On 5/25/21 1:41 AM, Simon Wiesheier wrote:
>
> However I am wondering why FE_DGPMonomial<dim> gives my quite good results as
> well. As I said, for "fine meshes" the results of the local and global
> approach are nearly the same and for coarse meshes, i.e. just one or two times
> globally refined meshes, the biggest deviation also reaches not more than 5%.
> I didn´t have to use FE_DGPMonomial so far. I´ve seen that for degree=1 this
> element has only 3 dofs per cell for a scalar problem in 2D, i.e I can not
> extrapolate the 4 qp-values to the nodes. But let´s assume I use this element
> for my local approach.
> -What is the relations of the resulting 3 nodel values to the 4 qp-values? Is
> it still something like minimizing the squared difference or is the idea a
> different one?

Yes, that's what the *projection* does: It minimizes the difference in some
kind of norm.

> -And why is there a difference at all between the local and global approach?
> Should the global approach not result in a block-diagonal matrix as well?

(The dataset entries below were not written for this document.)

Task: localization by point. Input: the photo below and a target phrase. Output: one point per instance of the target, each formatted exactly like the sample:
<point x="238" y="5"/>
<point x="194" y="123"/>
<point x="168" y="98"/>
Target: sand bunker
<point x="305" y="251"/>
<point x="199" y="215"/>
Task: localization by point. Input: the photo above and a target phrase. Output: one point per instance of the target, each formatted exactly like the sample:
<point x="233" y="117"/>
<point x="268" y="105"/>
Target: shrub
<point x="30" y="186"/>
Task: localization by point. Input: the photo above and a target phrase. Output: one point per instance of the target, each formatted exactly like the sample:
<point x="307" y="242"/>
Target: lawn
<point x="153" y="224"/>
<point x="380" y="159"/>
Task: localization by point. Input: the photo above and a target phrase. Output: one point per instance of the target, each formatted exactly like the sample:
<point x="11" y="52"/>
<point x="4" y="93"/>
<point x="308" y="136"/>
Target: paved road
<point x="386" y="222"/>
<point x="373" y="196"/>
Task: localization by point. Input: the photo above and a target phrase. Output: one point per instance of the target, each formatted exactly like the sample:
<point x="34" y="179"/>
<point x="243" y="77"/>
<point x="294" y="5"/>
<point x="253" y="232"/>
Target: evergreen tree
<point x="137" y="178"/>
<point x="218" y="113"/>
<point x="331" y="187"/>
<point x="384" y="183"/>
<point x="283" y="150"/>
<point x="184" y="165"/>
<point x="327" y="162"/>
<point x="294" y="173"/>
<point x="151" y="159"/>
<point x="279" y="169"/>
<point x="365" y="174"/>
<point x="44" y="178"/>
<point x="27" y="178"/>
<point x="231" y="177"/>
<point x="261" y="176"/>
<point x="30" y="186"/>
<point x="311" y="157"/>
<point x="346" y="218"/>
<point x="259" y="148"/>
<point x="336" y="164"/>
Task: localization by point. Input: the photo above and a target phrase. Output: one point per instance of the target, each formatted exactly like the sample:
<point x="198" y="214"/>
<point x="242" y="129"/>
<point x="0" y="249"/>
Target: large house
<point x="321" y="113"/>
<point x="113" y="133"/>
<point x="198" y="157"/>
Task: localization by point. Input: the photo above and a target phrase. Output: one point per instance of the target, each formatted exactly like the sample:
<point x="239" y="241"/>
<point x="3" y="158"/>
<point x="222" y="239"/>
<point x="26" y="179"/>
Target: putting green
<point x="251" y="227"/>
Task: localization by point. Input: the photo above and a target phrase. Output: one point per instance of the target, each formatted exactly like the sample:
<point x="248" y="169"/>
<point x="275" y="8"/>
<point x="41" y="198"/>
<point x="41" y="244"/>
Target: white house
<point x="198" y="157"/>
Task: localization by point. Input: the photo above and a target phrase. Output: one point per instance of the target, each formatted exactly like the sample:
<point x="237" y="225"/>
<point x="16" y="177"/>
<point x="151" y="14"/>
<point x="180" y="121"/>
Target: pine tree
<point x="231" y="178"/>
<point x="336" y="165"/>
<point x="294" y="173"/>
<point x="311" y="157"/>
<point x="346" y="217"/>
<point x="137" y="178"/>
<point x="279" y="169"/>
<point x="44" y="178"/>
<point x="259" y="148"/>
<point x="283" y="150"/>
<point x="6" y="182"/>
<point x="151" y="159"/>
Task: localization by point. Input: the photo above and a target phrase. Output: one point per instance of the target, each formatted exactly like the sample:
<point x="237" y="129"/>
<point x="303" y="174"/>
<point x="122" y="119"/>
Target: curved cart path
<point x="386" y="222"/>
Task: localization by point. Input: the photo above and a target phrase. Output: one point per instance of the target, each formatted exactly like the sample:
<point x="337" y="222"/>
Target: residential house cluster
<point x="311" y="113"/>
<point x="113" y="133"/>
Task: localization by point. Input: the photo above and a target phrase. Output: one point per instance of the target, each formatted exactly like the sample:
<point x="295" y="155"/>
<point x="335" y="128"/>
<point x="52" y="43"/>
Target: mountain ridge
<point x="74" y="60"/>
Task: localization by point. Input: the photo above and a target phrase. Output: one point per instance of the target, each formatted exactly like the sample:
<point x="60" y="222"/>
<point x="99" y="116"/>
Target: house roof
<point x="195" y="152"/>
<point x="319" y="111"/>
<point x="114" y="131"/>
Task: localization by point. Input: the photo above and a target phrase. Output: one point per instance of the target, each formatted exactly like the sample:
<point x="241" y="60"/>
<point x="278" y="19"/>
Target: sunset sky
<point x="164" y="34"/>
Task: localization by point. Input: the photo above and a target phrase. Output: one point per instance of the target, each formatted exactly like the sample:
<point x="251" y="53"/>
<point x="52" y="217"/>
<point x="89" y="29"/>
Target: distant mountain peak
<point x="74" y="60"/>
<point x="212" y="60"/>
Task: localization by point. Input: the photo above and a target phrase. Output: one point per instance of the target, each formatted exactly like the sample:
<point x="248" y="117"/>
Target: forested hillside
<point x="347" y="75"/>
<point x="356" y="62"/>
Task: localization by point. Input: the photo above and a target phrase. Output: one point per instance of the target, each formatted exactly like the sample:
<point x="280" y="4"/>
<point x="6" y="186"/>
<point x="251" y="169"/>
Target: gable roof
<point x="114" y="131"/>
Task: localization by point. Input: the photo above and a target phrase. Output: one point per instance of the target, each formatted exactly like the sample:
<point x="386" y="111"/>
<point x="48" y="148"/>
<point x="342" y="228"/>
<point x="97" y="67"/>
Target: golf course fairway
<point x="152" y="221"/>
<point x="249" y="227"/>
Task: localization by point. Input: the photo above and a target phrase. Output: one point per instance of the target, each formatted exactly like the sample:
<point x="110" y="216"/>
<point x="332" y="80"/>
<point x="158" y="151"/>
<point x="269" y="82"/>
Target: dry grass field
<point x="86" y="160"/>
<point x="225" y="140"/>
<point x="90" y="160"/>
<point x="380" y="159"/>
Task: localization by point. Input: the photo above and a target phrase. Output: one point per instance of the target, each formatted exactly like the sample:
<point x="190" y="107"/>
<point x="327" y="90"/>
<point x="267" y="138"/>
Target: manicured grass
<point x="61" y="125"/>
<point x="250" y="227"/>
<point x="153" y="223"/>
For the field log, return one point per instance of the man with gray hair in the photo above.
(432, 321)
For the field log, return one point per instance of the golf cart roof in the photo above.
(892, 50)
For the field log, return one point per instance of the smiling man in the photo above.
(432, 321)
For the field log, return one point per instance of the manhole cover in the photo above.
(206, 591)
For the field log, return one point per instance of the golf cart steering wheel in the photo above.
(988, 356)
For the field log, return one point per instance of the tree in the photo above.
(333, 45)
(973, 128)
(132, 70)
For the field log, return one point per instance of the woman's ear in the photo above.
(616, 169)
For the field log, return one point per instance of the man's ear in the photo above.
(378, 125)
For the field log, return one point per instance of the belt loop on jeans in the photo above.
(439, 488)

The projection is local (=the matrix is block diagonal) if the space is
discontinuous. That is, you should get the same result whether you do the
local or the global projection for both FE_DGQ and FE_DGPMonomial, along with
all other discontinuous elements.

If you get different results between local and global projection for
FE_DGPMonomial, it would be interesting to investigate why.